芸能関係とは全然。だからすごい珍しい。僕は、母親が43歳の時の子で、4500グラムの超ジャンボ児。帝王切開で生まれて。小さい時は勉強しろってずっと言われたんですけど、家庭的には年がだいぶ離れているから、すごいかわいがってもらった」と振り返っていた。

 劇団俳優座のオーディションに合格したが、険しい道は続いた。トラック運転手のアルバイトを2~3年続けながら、何十とオーディションを受け続け、25歳の時に「忍風戦隊ハリケンジャー」のカブトライジャー(霞一甲)役に抜てきされ、俳優デビューを飾った。2004年にフジテレビ系昼ドラ「牡丹と薔薇」、NHK大河ドラマ「功名が辻」(06年)、「天地人」(09年)など、話題作にも出演した。

 転機となったのは、2007年に酒井一圭から純烈のメンバーとして誘われたこと。2018年のスポーツ報知のインタビューで、酒井から勧誘を受けた当時について「僕はオヤジが小6の時に亡くなって母親が女手一つで育ててくれて。それで、『親孝行してぇだろう、じゃあ一緒にムード歌謡やろうよ』って。『えっ、それ、ナニ?』ってところから始まって」と明かしていた。
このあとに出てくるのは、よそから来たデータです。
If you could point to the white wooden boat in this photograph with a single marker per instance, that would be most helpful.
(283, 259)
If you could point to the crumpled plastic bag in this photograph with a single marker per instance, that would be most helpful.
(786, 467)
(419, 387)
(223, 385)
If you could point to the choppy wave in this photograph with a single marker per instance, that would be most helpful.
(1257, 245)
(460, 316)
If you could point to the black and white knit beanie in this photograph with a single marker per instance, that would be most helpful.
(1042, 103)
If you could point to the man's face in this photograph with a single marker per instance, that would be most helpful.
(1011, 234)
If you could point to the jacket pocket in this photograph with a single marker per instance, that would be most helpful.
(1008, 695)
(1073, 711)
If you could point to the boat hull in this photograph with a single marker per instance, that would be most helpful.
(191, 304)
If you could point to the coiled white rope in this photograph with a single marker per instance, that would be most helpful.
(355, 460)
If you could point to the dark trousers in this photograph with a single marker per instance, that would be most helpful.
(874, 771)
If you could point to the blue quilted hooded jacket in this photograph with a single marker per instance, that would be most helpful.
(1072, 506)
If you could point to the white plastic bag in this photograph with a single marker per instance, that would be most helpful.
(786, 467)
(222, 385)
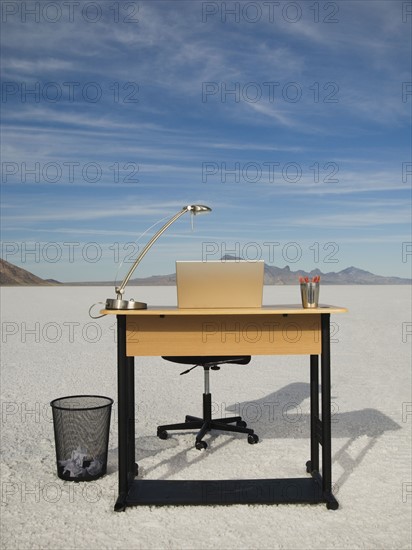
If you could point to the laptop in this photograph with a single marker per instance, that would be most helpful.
(216, 284)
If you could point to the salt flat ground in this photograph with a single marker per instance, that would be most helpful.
(52, 348)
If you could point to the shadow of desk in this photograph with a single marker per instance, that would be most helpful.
(270, 330)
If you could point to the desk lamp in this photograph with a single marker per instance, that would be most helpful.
(119, 303)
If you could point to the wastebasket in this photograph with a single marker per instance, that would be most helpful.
(81, 431)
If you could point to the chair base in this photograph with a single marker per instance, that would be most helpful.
(207, 424)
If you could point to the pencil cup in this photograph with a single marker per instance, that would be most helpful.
(310, 294)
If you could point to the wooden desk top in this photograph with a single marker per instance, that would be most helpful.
(264, 310)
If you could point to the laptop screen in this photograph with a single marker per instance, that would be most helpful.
(216, 284)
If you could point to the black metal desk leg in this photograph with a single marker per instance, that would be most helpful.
(312, 466)
(131, 436)
(326, 414)
(123, 367)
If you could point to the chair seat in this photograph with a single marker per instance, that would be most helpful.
(207, 423)
(209, 359)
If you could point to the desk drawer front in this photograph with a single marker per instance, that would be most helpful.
(223, 335)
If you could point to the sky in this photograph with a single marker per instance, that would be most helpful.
(290, 120)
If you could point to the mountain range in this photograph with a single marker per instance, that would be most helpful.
(12, 275)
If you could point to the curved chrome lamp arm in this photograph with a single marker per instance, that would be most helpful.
(119, 303)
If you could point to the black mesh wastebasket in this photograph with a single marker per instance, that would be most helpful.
(81, 432)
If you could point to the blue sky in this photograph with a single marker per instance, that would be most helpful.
(291, 120)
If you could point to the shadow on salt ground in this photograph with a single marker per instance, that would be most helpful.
(280, 415)
(276, 416)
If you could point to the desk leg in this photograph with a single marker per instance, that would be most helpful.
(326, 414)
(312, 466)
(126, 432)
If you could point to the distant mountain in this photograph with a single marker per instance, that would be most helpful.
(13, 275)
(349, 276)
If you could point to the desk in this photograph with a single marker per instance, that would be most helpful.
(270, 330)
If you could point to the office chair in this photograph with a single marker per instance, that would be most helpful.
(207, 423)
 3年間の下積み期間を経て、10年に「夢は紅白! 親孝行!」を掲げて「涙の銀座線」でメジャーデビューしたが、鳴かず飛ばず。レコード会社が変わったこともあったが、リードボーカルとしてボイストレーニングを欠かさなかった。

 全国の健康センターやスーパー銭湯など多い年で年間200以上のステージに立ち、2018年にブレイク。「スーパー銭湯アイドル」として地道な活動が実り、勝負曲「プロポーズ」は出荷10万枚を突破。結成11年目で初めて紅白出場を果たした。

 夢舞台に立った後も苦労を重ねた。19年1月に元メンバー・友井雄亮さんが週刊誌の報道をきっかけに芸能界を引退。20年11月に断裂していた左肩腱板(けんばん)の手術を受けたことも。困難をはねのけて24年、目標としていた日本武道館で初の単独公演を行い、7000人を熱狂させ、25年末まで8年連続で紅白に出場した。

 今年12月11日に50歳の誕生日を迎えるタイミングでの決断。突然の発表に驚くファンも多いかもしれないが、元メンバー・小田井涼平も50歳になるタイミングでグループの活動を終了する意向を示し、事務所とメンバーに相談していた。また昨年12月、白川は自身の公式Xで、最愛の母が亡くなり、四十九日を迎えたことを報告していた。

女手一つで育ててくれた母への親孝行をまっとうし、50歳を迎えるタイミングで新たな道に進むことを決意したのは、自然な流れのようだ。